You could do much worse than the PX4... just my 2 cents since I've owned one since 2009.


----------



## Bmansell33 (May 22, 2013)

What did you change your edc to fom px4?


----------



## TAPnRACK (Jan 30, 2013)

For last 2 years I've been carrying a Sig P238 w/extended mag. I like to carry everywhere and it is much easier to conceal due to it's thin frame and short height/length. I do carry larger handguns if my destination dictates it... but I found it a chore to lug a PX4 during summertime while wearing t-shirt/shorts, especially if your active like me. Little kids keep ya moving, chasing and climbing...lol.

I prefer OWB carry over pocket or IWB... just habit I guess.

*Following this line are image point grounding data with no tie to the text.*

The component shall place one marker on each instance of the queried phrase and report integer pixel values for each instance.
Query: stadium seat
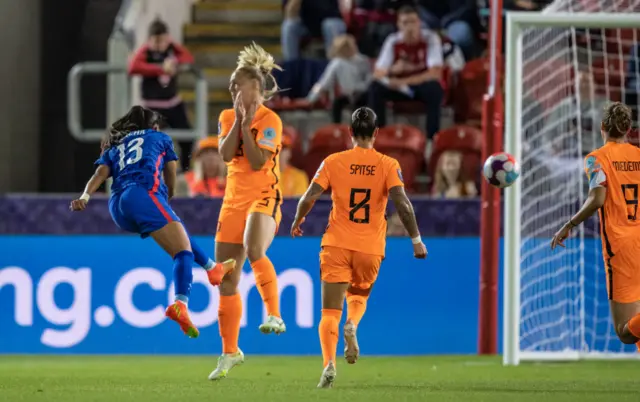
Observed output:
(470, 90)
(465, 139)
(294, 140)
(406, 144)
(608, 76)
(295, 81)
(634, 137)
(325, 141)
(417, 107)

Love kydex or leather pancake style holsters and the P238 is undetectable even in more form fitting attire.

I know some guys in here pocket carry the PX4 compact... must have big pockets cuz there is no way I could lug that gun in a pocket without always being conscious it's there.

Lot of great guns out there, so ultimately you should choose what you like, what feels good to you and how you intend to carry (should you so desire).


----------



## Bmansell33 (May 22, 2013)

Carry is one of the factors in play of choosing which gun so thanks for your input


----------